Christmas in New York is a wonderful time of year. The subways are a little less crowded, the shop windows are a little brighter, and the city just feels festive. My must-see Christmas spot in New York is the Rockefeller Center Christmas Tree. I go there every year on my birthday (December 6!) to see the lit-up tree and watch the ice skaters on the rink. To me, it isn’t Christmas season until I’ve gotten my picture taken in front of the tree (I have one from every year for the past 6 years)!
From the Collections of the Museum of the City of New York.
The Rockefeller Center Christmas Tree is as old as Rockefeller Center itself – it is truly an iconic and historic part of Christmas in New York. The tradition began during the Depression-era construction of Rockefeller Center. On Christmas Eve in 1931, construction workers put up the first tree in Rockefeller Center – an adorable 20-foot balsam fir (in contrast to this year’s 85-footer!). In his book on the history of Rockefeller Center, Great Fortune, Daniel Okrent recounts that the workers decorated this first tree with “strings of cranberries, garlands of paper, and even a few tin cans.” It wasn’t much, but it brightened the workers’ Christmas spirits…and it began a long Christmas tradition that continues today.
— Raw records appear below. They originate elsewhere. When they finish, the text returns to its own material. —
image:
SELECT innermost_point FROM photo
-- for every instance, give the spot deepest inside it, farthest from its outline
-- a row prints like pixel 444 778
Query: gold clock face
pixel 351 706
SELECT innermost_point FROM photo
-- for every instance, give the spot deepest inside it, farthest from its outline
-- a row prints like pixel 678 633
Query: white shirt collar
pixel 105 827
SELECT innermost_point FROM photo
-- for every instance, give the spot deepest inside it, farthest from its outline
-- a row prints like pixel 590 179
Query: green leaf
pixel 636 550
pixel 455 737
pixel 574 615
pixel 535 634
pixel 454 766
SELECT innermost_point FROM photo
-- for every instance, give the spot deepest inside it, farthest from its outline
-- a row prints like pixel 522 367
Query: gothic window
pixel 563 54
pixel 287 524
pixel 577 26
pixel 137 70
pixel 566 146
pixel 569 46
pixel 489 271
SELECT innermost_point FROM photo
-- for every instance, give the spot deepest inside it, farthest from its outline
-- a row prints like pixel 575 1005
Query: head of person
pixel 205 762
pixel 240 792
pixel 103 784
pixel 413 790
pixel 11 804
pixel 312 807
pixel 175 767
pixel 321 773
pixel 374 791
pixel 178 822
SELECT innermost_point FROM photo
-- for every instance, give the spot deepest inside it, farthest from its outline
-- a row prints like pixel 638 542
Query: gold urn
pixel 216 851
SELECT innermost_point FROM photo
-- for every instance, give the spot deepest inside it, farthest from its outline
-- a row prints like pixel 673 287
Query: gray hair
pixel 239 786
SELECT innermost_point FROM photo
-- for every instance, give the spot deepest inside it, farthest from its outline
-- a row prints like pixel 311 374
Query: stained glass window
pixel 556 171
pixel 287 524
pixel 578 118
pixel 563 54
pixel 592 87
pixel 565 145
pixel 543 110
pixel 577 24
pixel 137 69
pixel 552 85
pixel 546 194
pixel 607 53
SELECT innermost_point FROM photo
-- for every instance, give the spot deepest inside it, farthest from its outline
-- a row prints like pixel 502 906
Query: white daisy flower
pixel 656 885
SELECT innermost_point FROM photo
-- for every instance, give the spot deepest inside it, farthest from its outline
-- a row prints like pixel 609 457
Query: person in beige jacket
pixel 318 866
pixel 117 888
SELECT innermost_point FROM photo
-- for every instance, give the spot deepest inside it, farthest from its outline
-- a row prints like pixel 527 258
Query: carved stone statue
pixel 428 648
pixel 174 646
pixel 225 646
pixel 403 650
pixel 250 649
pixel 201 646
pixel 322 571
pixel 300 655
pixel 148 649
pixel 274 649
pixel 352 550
For whatever reason (the Great Depression was probably a big part of it, and Rockefeller Center was still under construction at the time), there wasn’t a Christmas tree in 1932. But 1933 marks the first year that an “official” tree was erected – and there has been a Christmas tree in Rockefeller Center every year since! The 1933 tree was 40 feet tall (double the size of the first!). In 1936, the ice rink was added to Rockefeller Center – which definitely enhanced the visibility of the tree. The tree-lighting was first broadcast on NBC in 1951, on the Kate Smith Show.
There were times when the Rockefeller Center Christmas Tree reflected current events in the country. During World War II (in 1942 and 1943), the tree was left unlit – and was decorated with red, white, and blue “non-essential” materials. During the 1973 oil crisis, the lights were only kept on for short periods of time.
In 2007, the tree was lit with energy-efficient LED lights – a new tradition which continues through today (this year’s tree will have 45, 000 LED lights on it!). This year’s 85-foot tree (with thousands of lights and a huge Swarovski star at the top!) is a far cry from the humble 1931 balsam fir. But there is something really special that the Christmas tree tradition is as old as Rockefeller Center itself. I can’t wait to visit the tree this year, and to add another photo to my collection!